Gladstone Commercial Corporation (GOOD) offers the highest yield at 11. 4%, versus 4. 3% for Medalist Diversified REIT, Inc. (MDRR).
07Is MDRR or GOOD better for a retirement portfolio?
For long-horizon retirement investors, Medalist Diversified REIT, Inc.
(MDRR) is the stronger choice — it scores higher on the combination of lower volatility, dividend reliability, and long-term compounding (low volatility (β -0. 35), 4. 3% yield). Both have compounded well over 10 years (MDRR: -80. 2%, GOOD: +51. 0%), confirming both are viable long-term holds — but the lower-volatility option typically results in less emotional selling during corrections. Retirement portfolios generally favour predictability over maximum returns. Consult a financial advisor before making allocation decisions.
08What are the main differences between MDRR and GOOD?
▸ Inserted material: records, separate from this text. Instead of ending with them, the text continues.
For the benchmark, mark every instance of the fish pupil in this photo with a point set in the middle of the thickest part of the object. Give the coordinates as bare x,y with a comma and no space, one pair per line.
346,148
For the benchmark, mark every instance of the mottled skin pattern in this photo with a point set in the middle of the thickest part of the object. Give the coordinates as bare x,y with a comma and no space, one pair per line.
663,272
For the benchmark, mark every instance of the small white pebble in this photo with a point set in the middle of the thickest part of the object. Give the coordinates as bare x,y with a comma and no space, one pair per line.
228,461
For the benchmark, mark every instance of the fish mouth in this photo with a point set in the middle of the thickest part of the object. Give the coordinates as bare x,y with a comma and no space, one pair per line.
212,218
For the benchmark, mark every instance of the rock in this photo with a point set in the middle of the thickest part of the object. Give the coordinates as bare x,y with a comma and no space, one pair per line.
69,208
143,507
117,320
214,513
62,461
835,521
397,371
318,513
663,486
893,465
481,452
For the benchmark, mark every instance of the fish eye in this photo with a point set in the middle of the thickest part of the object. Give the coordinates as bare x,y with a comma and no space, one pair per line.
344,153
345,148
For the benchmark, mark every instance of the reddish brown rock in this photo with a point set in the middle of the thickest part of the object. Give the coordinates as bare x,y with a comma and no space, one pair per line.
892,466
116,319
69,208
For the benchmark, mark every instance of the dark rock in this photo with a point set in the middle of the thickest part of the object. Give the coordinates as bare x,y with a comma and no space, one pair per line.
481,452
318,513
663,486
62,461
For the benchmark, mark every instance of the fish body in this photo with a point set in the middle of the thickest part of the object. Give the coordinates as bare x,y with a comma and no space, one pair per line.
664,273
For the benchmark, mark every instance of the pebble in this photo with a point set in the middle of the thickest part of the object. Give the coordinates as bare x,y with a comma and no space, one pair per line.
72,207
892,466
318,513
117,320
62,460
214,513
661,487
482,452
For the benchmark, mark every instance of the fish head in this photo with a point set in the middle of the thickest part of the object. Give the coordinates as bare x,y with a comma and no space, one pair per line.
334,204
Both stocks operate in the Real Estate sector, making this a peer-level intra-sector comparison — the same macro tailwinds and headwinds will affect both.
These fundamental differences mean investors should not choose between them on a single metric — the "better stock" depends entirely on which of these characteristics aligns with your investment strategy.